The microbiome is emerging as a major player in tissue homeostasis in health and disease. Gut microbiome dysbiosis correlates with several autoimmune and metabolic diseases, while high-fat diets and ensuing obesity are known to affect the complexity and diversity of the microbiome, thus modulating pathophysiology. Moreover, the existence of a gut-liver microbial axis has been proposed, which may extend to the lung. In this context, we systematically compared the microbiomes of the gut, liver, and lung of mice fed a high-fat diet to those of littermates fed a matched control diet. We carried out deep sequencing of seven hypervariable regions of the 16S rRNA microbial gene to examine microbial diversity in the tissues of interest. Comparison of the local microbiomes indicated that lung tissue has the least diverse microbiome under healthy conditions, while microbial diversity in the healthy liver clustered closer to the gut. Obesity increased microbial complexity in all three tissues, with lung microbial diversity being the most modified. Obesity promoted the expansion of Firmicutes along the gut-liver-lung axis, highlighting staphylococcus as a possible pathologic link between obesity and systemic pathophysiology, especially in the lungs.
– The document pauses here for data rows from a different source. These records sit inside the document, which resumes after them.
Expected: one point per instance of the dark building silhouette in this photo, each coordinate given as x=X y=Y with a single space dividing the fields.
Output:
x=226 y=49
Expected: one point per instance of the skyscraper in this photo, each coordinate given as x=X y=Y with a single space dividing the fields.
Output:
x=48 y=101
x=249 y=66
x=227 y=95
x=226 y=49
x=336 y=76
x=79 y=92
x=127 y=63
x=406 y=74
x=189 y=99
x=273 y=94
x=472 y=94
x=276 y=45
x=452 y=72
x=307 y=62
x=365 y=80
Keywords: 16S rRNA; comparative analysis; firmicutes; gut; high-fat diet; liver; lung; microbiome; obesity; staphylococcus.

Figure 1

Mice fed with a high-fat diet (HFD) developed obesity and non-alcoholic liver fatty liver disease (NAFLD). Mice fed with HFD for 16 weeks presented with (A) statistically significant higher body weight from the tenth week of HFD onwards, (B) elevated ALT levels, and (C) decreased AST/ALT ratio in plasma after 16 weeks of HFD. (D) Representative images from the histopathology (hematoxylin & eosin staining) of gut, liver, and lung tissues, illustrating lipid deposition in the liver and gut after 16 weeks of HFD. Hematoxylin stains cell nuclei (purple) and eosin stains the extracellulal matrix (pink). The “bubbles” appearing in HDF liver and gut samples are lipid droplets. Statistical significance was assessed through the Friedman test followed by pairwise Mann-Whitney tests (in A) and Mann-Whitney tests (in B and C); * p < 0.05 was considered significant.

Figure 2

HFD-driven obesity triggers changes in the microbiome composition of all tissues examined. (A) HFD-driven obesity results in a greater number of detected Amplicon Sequence Variants (ASVs) in all tissues. (B) α-diversity per sample and diet. Shannon’s index was used to evaluate sample biodiversity per tissue and diet. (C) Similarity of samples per tissue and diet as described by β-diversity. Aitchison distance was used to account for the compositional nature of 16S rRNA sequencing data. (D) Venn diagrams of common phyla or (E) families upon CD or HFD in gut, liver, and lung.

Figure 3

Relative abundance of phyla detected in gut, liver, and lung of control and HFD-fed mice. Heatmap and respective dendrogram of non-zero abundance phyla under CD (A) and HFD (B). (C) Relative abundance of all detected phyla. Relative abundance calculations for all panels were based on GCN values. For panels A and B, only phyla with an abundance greater than zero after value rounding to two decimal places were considered. Heatmaps are scaled per phylum. Manhattan distance was used to perform hierarchical clustering of the tissues with complete linkage in panels A and B.

Figure 4

HFD consistently affects specific microbial families and genera. (A) Heatmap and tissue dendrogram of HFD-to-CD differences in family relative abundance (B) Heatmap of HFD-to-CD difference in genera relative abundance. For both panels, only those taxa with HFD-to-CD relative abundance differences other than zero in at least one tissue after rounding to two decimal places were considered. Heatmaps are scaled per taxon. Manhattan distance was used to perform hierarchical clustering of tissues with complete linkage. Relative abundance was calculated based on GCN abundance values. Families and respective genera are coded with the same color in both panels.